We noticed that there has never been a time of so much cultural intermingling as it is now. Just take the city of Cologne which is a perfect example for that.

We came up with three approaches to deal with this mixing of cultures: First we had to accept the fact that there is not just the one Iranian identity but many different identities. Second it was said to be important to be reasonable when it comes to the practice of culture – reason is supposed to be a global language, a global value that automatically rules out such ‘garbage’ as an obsolete perception of women. Third globalization also has its impact on Iran, where individual rights are being expressed more and more. Caused by the world wide web, a global medium, we are much more connected than during the eighties for example.

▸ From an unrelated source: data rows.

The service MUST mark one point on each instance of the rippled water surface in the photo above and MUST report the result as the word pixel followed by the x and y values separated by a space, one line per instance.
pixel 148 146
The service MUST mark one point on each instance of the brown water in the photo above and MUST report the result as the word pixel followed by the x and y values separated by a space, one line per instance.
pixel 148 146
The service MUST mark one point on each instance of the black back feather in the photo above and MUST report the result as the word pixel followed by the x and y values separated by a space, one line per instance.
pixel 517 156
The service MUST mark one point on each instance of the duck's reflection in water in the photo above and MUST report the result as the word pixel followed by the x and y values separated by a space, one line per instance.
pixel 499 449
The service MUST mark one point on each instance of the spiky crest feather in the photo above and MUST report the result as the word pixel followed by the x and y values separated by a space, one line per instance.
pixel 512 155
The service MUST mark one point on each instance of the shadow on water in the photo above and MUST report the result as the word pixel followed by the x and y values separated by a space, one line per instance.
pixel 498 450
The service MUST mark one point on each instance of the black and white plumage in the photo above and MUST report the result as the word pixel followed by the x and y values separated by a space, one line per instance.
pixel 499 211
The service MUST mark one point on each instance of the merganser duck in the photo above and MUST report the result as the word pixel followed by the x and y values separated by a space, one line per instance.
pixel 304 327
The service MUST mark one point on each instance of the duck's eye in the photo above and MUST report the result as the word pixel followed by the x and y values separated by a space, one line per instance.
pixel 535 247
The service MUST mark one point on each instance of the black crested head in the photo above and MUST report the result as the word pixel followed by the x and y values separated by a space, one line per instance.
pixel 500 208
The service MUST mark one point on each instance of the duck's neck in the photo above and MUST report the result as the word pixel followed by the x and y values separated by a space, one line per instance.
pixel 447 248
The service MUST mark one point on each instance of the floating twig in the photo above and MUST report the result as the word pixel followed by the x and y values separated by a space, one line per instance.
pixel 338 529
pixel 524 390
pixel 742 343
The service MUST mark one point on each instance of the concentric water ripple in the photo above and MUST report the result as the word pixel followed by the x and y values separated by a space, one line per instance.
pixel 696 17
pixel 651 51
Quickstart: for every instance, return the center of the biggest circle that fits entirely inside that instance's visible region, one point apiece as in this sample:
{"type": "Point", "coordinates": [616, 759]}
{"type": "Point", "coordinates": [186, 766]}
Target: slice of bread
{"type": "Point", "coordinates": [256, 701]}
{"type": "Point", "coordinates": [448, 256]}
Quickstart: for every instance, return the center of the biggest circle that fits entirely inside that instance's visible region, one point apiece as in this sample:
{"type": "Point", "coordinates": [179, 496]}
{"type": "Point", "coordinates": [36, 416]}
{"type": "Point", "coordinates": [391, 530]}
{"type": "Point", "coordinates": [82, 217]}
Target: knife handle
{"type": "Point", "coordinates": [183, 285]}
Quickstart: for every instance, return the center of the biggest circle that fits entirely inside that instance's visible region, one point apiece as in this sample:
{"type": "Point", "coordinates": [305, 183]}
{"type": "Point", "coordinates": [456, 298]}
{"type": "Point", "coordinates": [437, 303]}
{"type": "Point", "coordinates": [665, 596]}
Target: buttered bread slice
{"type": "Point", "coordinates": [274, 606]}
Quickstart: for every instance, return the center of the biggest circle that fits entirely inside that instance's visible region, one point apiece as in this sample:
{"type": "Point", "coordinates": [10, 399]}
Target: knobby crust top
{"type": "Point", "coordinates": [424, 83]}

“The fact that women have the right of self-determination and the right to independently choose their way of life is simply ignored by these parents, even though they would theoretically agree to all of these things.” But how are we able to draw a benefit from globalization for us? Why does the Iranian Diaspora – in contrast to other minorities – not have any common structures, bodies or organizations? Why do they succeed as individuals but not as a group? And to which part of the society in Iran could they reach out to at all? Maybe to the middle class, but most certainly not to the traditionally religious class, is it?

One brought up the example of the solid structures of the sixties and seventies during the discussion: the Iranian students’ confederation. Another one replied that the solidarity within this confederation was only held together by a unifying utopia of one generation – and forty years later, there are no utopias left but more different generations. From the viewpoint of one participant, the ‘green movement’ in Iran has caused Iranians to rally and to get closer to each other and also to get to know each other better instead of getting more separated as they used to do before. Another stated opinion was that structures like the DIWAN could help to reach out between “us here and them over there”. One debater was convinced that the reason for the lack of common structures would lie in the self perception of all Iranians, caused by the Shiite tradition, being the “source of imitation” – a way of thinking that is in line with the ideology of classic Shiite clerics.

The words that stayed in my mind after the debate were: “Culture is what makes us to be human beings” and “the most important thing is a culture of hope, in a time in Iran that is characterized by cultural hopelessness”. The time passed so quickly that night but I keep thinking about the questions raised. I would very much appreciate discussing these things in future meetings!